– И все же я прошу вас оказать мне личное одолжение – переговорите сначала со мной.
Вульф повел головой:
– Прошу прощения, мистер Джессел. Я слишком упрям. Не утруждайте себя понапрасну.
Генеральный прокурор оглянулся по сторонам. Если он ожидал предложений, то их не последовало. Тогда он сунул руки в карманы, развернулся на пятках и направился к камину. На полпути он резко остановился и пошел обратно.
– Они все здесь? – спросил он Колвина.
– Да, конечно.
– Пошлите за ними. Мне надо позвонить.
Генеральный прокурор Джессел стоя говорил в телефонную трубку:
– Тогда вы понимаете ситуацию, господин госсекретарь. Один момент. Даю вам Ниро Вульфа.
Он предоставил аппарат в распоряжение Вульфа, который сидел у стола. Брэгэн и посол с женой находились на диване, переставленном от стены в середину комнаты. Миссис Лисон усадили в кресло рядом с диваном. Спайрос Паппс, человек коварный, злокозненный и откровенный, устроился на большой пухлой подушке у ног миссис Лисон. Феррис и шериф оккупировали стулья чуть в стороне; за ними стояли лейтенант Хопп и двое его коллег. Окружной прокурор Колвин занял пост возле стола, почти вплотную к Вульфу, а Джессил, передав трубку, также остался стоять рядом. Я тоже был на ногах, у босса за спиной. У меня не было ни малейшего представления, к чему идет дело, но Вульф сказал, что собирается назвать имя убийцы, поэтому, пока передвигали мебель и рассаживались, я сбегал к себе в комнату, достал из чемодана пистолет и на всякий случай сунул его в боковой карман.

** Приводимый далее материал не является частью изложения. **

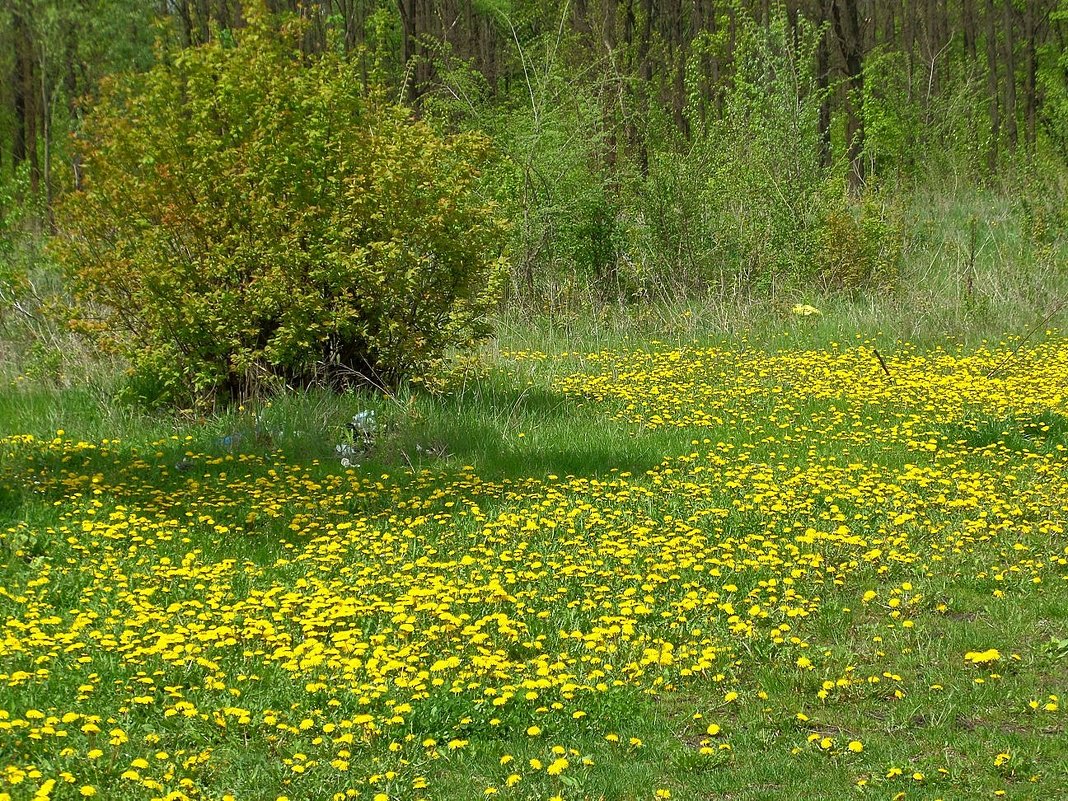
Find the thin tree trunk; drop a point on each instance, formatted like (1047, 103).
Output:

Вульф заговорил непринужденным тоном:
– Это Ниро Вульф, господин госсекретарь. Мне следовало попросить мистера Джессела, чтобы он предупредил вас: наша беседа займет некоторое время, минут десять, а то и более. Надеюсь, вы удобно сидите… Да, сэр, я понимаю и не отниму у вас времени больше, чем необходимо. К сожалению, иного выхода нет. Вы уже знакомы с подробностями дела, так что перейду прямо к сути. Я знаю, кто убил мистера Лисона. Разоблачать его перед представителями закона будет бесполезно; тем не менее я хочу разоблачить этого человека: во-первых, потому, что, если я этого не сделаю, меня будут держать здесь и докучать глупостями неопределенно долгое время; а во-вторых, потому, что он имел глупость задеть мое самолюбие… Да, сэр, но если я буду говорить, то только по-своему, и думаю, что сначала вам следует выслушать меня…

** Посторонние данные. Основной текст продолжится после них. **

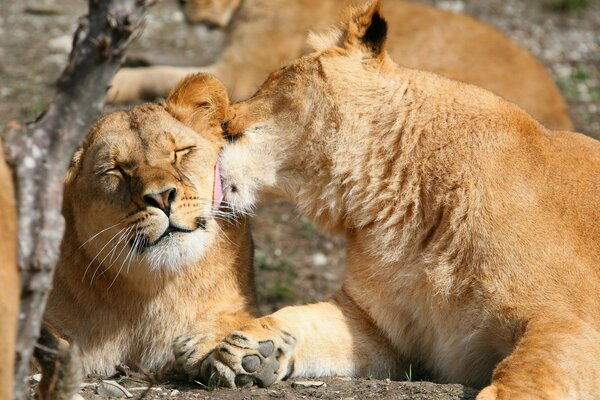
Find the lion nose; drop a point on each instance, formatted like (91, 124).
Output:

Сегодня я должен был готовить на обед форель. Мне принесли четыре корзины с уловом, на каждой из которых имелась бирка с именем рыбака. В трех корзинах рыба была безупречно свежей, а в корзине посла Келефи – нет. Его форель не окоченела, не обесцветилась – ничего такого, что бросалось бы в глаза. Даже повар не заметил, что с ней что-то не так. Но поймана она была явно не сегодня. Это долго объяснять, но опытный человек всегда может точно сказать, насколько свежа рыба, вне зависимости от того, как ее хранили. Поверьте мне, я никогда в таких случаях не ошибаюсь. Разумеется, я не стал использовать эту форель в своем блюде. Повар поинтересовался почему, но я не открыл ему истинную причину, не желая ставить посла в неловкое положение. Сам я предположил, что этим утром господину послу недостало либо везения, либо умения и он каким-то образом раздобыл эту ранее пойманную форель, чтобы скрыть сегодняшнюю неудачу.